Le patron du Mudd-Club a tenté à dix reprises d’avoir l’autorisation d’ouvrir à 4 heures du matin :
« Ça nous a pris deux ans, parce que l’ancien propriétaire n’avait pas cette autorisation. C’est un particularisme strasbourgeois. Pendant les années 90, la délivrance de ces autorisations a été gelée.

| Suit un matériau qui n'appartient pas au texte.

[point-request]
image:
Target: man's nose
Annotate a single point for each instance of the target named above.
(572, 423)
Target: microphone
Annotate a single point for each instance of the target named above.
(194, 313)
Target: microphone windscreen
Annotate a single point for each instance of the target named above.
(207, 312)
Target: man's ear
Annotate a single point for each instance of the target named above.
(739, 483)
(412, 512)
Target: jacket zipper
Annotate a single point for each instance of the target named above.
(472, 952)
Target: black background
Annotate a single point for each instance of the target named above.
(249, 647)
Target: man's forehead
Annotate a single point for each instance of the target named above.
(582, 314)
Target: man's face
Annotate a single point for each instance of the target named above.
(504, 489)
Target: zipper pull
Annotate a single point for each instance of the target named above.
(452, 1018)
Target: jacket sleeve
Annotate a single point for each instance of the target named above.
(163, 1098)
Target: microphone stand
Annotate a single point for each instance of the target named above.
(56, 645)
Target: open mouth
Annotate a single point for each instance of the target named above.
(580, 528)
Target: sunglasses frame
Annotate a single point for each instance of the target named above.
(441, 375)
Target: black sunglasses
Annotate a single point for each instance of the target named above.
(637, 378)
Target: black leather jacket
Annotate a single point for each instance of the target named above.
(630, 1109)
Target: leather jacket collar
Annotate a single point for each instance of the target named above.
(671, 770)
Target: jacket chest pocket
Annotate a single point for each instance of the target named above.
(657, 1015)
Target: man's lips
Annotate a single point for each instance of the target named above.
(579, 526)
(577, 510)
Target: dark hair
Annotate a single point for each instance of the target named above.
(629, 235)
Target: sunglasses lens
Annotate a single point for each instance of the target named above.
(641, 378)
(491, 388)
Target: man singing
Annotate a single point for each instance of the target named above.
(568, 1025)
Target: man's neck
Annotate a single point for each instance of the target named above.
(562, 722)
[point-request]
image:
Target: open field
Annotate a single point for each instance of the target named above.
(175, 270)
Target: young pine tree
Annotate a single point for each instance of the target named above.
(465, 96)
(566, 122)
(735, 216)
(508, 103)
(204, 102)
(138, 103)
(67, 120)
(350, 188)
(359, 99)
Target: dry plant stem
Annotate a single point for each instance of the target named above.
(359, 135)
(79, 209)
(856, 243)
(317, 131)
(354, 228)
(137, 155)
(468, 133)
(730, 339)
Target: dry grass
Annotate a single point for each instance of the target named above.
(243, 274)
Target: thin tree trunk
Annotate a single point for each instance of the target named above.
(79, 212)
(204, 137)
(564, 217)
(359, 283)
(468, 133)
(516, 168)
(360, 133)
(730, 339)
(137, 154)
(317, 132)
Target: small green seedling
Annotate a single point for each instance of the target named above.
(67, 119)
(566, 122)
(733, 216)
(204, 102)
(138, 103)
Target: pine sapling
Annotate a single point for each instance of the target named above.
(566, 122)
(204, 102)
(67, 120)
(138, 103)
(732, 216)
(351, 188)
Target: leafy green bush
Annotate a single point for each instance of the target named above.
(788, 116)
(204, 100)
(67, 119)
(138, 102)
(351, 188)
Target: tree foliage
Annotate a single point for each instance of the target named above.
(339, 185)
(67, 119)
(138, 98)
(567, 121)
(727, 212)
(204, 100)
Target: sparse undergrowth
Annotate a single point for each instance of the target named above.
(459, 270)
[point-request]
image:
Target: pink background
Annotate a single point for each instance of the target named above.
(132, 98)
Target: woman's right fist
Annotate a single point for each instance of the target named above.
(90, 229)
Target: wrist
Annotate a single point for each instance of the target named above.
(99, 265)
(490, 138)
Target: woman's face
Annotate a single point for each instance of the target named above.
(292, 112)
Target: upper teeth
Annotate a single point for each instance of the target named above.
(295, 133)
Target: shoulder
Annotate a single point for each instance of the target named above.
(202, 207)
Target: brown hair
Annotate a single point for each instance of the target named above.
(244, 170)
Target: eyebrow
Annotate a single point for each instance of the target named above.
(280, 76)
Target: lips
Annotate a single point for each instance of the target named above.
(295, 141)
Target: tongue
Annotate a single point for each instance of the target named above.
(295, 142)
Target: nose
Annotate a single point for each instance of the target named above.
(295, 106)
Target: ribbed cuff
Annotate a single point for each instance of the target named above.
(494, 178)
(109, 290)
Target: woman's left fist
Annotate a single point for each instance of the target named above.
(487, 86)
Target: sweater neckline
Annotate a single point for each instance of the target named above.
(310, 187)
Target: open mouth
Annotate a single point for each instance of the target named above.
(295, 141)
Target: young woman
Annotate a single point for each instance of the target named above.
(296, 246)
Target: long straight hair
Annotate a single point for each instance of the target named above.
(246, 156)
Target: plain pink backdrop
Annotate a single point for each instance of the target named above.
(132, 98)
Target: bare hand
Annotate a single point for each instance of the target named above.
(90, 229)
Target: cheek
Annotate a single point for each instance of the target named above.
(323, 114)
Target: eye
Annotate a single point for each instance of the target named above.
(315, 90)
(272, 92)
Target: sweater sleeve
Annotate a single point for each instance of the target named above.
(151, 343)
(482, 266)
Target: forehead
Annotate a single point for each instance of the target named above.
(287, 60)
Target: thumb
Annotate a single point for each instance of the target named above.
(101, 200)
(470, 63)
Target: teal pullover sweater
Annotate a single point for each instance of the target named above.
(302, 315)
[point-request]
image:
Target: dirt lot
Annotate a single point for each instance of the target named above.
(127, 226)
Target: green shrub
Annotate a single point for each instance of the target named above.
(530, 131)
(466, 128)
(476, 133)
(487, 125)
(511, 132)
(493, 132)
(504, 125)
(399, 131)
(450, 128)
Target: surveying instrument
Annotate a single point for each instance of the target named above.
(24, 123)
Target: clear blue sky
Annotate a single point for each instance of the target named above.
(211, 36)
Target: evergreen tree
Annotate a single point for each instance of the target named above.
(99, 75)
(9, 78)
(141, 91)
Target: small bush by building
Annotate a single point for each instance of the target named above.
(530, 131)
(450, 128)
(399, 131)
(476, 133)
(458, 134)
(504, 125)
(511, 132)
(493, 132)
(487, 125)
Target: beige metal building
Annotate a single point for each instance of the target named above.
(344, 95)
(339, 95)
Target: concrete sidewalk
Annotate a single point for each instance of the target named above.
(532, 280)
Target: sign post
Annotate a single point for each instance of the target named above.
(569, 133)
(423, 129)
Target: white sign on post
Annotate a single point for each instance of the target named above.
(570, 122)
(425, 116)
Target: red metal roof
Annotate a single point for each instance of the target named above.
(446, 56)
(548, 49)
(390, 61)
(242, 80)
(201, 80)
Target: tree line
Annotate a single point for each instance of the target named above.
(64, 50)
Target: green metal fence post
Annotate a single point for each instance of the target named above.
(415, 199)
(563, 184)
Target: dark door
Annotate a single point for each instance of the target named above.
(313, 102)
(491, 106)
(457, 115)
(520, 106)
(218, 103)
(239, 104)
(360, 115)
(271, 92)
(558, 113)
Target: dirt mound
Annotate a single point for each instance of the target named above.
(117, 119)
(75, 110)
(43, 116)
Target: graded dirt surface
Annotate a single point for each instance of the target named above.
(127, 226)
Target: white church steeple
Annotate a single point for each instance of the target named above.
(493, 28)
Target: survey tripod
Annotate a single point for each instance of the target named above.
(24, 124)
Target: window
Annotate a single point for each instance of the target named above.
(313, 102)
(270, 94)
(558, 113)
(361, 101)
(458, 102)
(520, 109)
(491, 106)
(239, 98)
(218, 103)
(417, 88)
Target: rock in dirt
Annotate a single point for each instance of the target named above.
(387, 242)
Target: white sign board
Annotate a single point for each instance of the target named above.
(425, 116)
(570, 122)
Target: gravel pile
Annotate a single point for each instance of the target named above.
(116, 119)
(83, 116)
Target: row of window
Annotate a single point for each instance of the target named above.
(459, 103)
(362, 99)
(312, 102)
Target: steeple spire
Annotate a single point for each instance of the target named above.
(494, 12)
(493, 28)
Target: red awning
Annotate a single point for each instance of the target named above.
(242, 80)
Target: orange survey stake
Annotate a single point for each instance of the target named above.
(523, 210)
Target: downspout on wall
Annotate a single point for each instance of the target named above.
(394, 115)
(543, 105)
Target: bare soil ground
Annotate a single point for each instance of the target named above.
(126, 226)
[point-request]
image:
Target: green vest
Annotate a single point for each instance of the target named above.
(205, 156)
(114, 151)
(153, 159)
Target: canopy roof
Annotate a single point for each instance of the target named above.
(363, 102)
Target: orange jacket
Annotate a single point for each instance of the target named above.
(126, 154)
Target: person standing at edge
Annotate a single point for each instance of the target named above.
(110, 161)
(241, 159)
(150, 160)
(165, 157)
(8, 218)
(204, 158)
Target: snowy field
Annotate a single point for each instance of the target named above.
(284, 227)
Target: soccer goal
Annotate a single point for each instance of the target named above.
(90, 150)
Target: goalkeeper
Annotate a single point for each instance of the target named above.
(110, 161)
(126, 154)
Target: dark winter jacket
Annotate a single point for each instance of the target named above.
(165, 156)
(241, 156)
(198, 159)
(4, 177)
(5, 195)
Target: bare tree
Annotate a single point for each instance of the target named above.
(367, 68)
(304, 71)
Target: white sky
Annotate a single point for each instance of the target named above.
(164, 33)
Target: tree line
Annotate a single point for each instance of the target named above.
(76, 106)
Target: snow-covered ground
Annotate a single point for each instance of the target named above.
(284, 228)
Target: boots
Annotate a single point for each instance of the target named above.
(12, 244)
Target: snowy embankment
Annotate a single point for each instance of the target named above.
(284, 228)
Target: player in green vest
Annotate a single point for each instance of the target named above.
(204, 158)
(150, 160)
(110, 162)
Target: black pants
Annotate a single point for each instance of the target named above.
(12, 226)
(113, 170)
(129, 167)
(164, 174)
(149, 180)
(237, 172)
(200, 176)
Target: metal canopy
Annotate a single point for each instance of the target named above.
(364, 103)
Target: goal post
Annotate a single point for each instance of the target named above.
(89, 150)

Seuls les établissements qui l’avaient déjà ont pu la renouveler sans problème, comme par exemple le Fat Black Pussy Cat ou l’Elastic bar. »
20 autorisations d’ouvrir jusqu’à 4 heures en cinq ans
Si avoir cette autorisation nécessite une paperasse et des délais importants, elle est devenue plus facile à obtenir ces dernières années. 74 bars et restaurants ont, à ce jour, l’autorisation d’ouvrir après 1h30, selon la carte de la vie nocturne établie par la Ville, dont 62 jusqu’à 4 heures. Ces autorisations sont limitées au week-end, mais leur nombre est en forte progression. Depuis 5 ans, une vingtaine d’établissements ont pu l’acquérir, selon la préfecture du Bas-Rhin. Les raisons : une réglementation assouplie au niveau national et l’apparition de la charte de la vie nocturne, en 2010, qui supprime la période probatoire de 3 mois sans autorisation, lors d’un changement d’exploitant.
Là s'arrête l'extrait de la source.